Namun apa yang di-sederhana-kan dan diminimalisir di versi live action GitS terbayarkan lewat konsep universe yang begitu detail, punya style artistik tersendiri yang remarkable, dan kesemuanya punya daya eyegasm (juga eargasm) yang berlipat-lipat lewat format IMAX 3D. Tak hanya aspect ratio 1.85:1 yang membuatnya tampak full-frame di layar IMAX, tapi juga punya efek-efek 3D yang meningkatkan experience GitS jauh lebih tinggi lagi. Baik depth of field maupun pop-out gimmick, sama-sama memanjakan. Butir-butir pecahan kaca, percikan air, bahkan ScarJo yang menjatuhkan tubuh terasa benar-benar keluar dari layar. Sound mixing yang terdengar very detailed, crisp, clear, deep bass, dan pembagian kanal surround yang powerful, menambah poin experience GitS di teater IMAX 3D.
Tak perlu mempertanyakan kelayakan ScarJo dalam memerankan sosok Major. Selain pesona fisik dan kharisma akting yang kuat, ia pun masih mampu menunjukkan dilematis karakter-nya secara jelas meski dari ‘cangkang’-nya terlihat dingin dan kaku. Pilou Asbæk sebagai Batou menjadi sidekick yang cukup noticeable kendati sepak terjang dan porsi relasinya dengan Major terasa kurang. Takeshi Kitano sebagai Aramaki dan Juliette Binoche sebagai Dr. Ouelet justru menjadi pemeran pendukung yang memorable dan punya relasi yang lebih terasa dengan Major. Michael Pitt sebagai Kuze tampak cukup badass sebagai villain, pun juga cukup mengundang simpati penonton. Tak ketinggalan Peter Ferdinando sebagai Cutter yang punya villainous charisma tak kalah kuatnya.
Kekuatan desain produksi Jan Roelfs tak lepas dari sinematografi Jess Hall yang berhasil memanfaatkan kesemuanya menjadi eksplorasi visual yang maksimal, termasuk slow-mo yang terkesan pas pada momennya. Editing Billy Rich dan Neil Smith menjaga pace dan laju plot dengan cukup lancar dan poin-poin perkembangan plot yang tertata jelas. Score music dari Lorne Balfe dan Clint Mansell mengiringi universe serta adegan-adegan GitS dengan ornamen-ornamen techno yang selaras (atau justru memberi warna lebih) dengan energi filmnya, termasuk theme song asli Utai IV: Reawakening yang digunakan sebagai penutup.
Sadar akan tema yang sudah terlalu sering diangkat (baca: remake yang terlambat), GitS memang memilih untuk tidak terlalu trying too hard untuk terasa cerdas, berat, dan filosofis sebagaimana versi anime-nya.
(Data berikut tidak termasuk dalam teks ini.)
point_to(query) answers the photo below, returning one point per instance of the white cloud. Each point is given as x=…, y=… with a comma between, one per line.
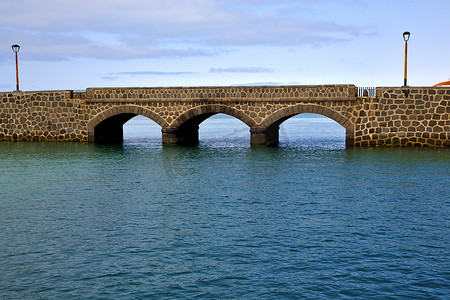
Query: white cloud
x=241, y=70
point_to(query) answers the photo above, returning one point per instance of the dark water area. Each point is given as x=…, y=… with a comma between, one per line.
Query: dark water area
x=308, y=219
Cukup berfokus pada tema utama yang dijalankan ‘lurus’, GitS lebih mengedepankan experience audio-visual yang luar biasa, apalagi jika dialami di teater IMAX 3D. For that purpose, bagi saya GitS adalah salah satu cinematic experience terbaik yang sangat sayang untuk dilewatkan. Tak perlu pula membanding-bandingkannya dengan versi anime yang jelas-jelas dikembangkan dengan tujuan yang berbeda. Enjoy as it is made as and expect to get wow-ed by its visual grandeur!
Lihat data film ini di IMDb.
Diberdayakan oleh Blogger.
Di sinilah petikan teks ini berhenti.